The owner of the giant Westfield malls, among others, said footfall recovery is encouraging, with most Continental European regions now trending in the range of 80%-90% of last year’s footfall. The UK is in the 60%-70% range and “shows good week-on-week development as people are returning to offices following the lockdown and summer holidays”.
But footfall in its US centres “lags behind that in Europe as, for a number of shopping centres in Los Angeles, indoor operations remain restricted. In addition, mobility in the major US cities in which the group’s shopping centres operate is well below that of most Continental European cities”.
Meanwhile its tenants’ sales in Continental Europe are improving. They were down 26% in June, -16% in July, and -12% in August, “showing a more rapid recovery than footfall”.
As other shopping centre operators and retailers have reported, it seems that consumers who do venture into these locations are more likely to spend than the more casual shoppers who visited pre-pandemic.
As URW’s last shopping centres reopened during June, it said most remaining restrictions were lifted, and higher conversion rates and average baskets were recorded.
In France (representing 27% of URW’s retail portfolio), the preliminary August figures show tenant sales are down 5%, a strong improvement from -29% in June and -15% in July, with 44% of French tenants reporting August sales above 2019.

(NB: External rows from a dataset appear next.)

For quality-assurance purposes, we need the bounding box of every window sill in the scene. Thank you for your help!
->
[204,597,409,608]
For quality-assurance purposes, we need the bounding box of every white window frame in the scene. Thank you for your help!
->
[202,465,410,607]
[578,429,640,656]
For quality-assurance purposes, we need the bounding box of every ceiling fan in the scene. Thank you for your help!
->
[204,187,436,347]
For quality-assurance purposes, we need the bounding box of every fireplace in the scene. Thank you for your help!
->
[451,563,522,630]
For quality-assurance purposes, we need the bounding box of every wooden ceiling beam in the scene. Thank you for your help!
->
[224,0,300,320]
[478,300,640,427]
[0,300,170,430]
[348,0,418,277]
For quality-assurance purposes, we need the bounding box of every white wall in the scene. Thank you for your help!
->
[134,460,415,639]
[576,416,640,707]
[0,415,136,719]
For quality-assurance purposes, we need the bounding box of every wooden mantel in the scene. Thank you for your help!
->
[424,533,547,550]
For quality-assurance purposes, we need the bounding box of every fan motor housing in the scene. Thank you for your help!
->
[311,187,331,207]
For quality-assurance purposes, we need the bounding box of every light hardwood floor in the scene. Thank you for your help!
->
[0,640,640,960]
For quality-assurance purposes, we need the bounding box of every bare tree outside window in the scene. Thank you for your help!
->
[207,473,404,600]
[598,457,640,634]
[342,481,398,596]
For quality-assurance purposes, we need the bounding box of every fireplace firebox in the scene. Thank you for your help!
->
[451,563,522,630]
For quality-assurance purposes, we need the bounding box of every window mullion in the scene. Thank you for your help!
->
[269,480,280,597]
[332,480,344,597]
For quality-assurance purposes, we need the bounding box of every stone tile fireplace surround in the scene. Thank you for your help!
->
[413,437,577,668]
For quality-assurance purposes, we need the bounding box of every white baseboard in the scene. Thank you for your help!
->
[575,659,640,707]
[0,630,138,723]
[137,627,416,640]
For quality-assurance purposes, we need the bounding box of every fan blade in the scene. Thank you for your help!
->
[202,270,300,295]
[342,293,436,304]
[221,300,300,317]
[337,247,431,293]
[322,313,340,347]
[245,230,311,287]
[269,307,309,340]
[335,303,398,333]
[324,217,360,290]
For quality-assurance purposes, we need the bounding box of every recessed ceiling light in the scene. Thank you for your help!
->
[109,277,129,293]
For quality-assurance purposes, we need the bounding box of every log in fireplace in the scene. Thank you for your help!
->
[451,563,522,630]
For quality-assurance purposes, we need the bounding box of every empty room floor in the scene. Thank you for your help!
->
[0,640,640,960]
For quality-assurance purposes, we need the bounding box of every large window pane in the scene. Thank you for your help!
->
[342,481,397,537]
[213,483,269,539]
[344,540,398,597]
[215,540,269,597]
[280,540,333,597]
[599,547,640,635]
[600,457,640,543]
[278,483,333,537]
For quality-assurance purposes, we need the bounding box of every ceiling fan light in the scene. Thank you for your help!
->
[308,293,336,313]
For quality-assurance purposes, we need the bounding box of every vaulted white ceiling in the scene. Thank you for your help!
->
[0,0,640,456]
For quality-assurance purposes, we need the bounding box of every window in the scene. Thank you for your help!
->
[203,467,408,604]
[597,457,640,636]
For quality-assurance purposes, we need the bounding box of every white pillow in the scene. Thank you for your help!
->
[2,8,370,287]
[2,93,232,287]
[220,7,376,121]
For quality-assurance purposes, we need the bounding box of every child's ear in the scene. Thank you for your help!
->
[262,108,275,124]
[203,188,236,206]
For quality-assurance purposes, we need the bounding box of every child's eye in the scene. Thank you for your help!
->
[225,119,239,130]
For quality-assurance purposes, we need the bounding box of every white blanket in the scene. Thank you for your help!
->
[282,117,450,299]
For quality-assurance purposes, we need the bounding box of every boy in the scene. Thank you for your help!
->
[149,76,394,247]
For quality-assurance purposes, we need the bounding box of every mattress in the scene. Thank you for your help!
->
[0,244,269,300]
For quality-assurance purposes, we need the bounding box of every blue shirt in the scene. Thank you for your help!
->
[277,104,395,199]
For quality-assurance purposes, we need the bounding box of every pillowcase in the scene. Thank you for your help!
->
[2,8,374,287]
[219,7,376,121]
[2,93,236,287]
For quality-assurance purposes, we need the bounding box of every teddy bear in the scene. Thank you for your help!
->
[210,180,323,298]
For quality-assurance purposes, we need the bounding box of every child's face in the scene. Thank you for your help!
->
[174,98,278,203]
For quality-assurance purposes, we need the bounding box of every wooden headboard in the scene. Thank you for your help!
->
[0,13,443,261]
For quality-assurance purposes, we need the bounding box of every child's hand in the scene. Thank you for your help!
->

But UK tenant sales remain weaker with a 70% drop in June followed by -47% in July and -34% in August.
And when it comes to payment or rent and lease deals, the company said that the tenant negotiations “are making solid progress”. These negotiations are conducted on a case-by-case basis and “recognise the issues the group’s tenants faced and the need to provide relief”. But they’re “generally limited to the period of closure and based on the principle of a fair sharing of the burden, and entail concessions by tenants in exchange for such relief”.
The company stressed that it’s not interested in talks “about permanently changing lease structures or changing the basis for rent calculations”.
Rent collection continues to progress too. The July collection rate was 72%, driven by Continental Europe (81%). Collection for August amounted to 70% (Continental Europe 81%).
And the Reset plan also unveiled is a €9 billion+ strategy to strengthen its balance sheet and increase financial flexibility to help its long-term strategy. It consists of a fully underwritten €3.5 billion capital raise to be used to immediately reduce leverage, something that had been rumoured several months ago. It will also make nearly €2 billion in cash savings and target €4 billion of disposals, which are expected to be completed by year-end 2021.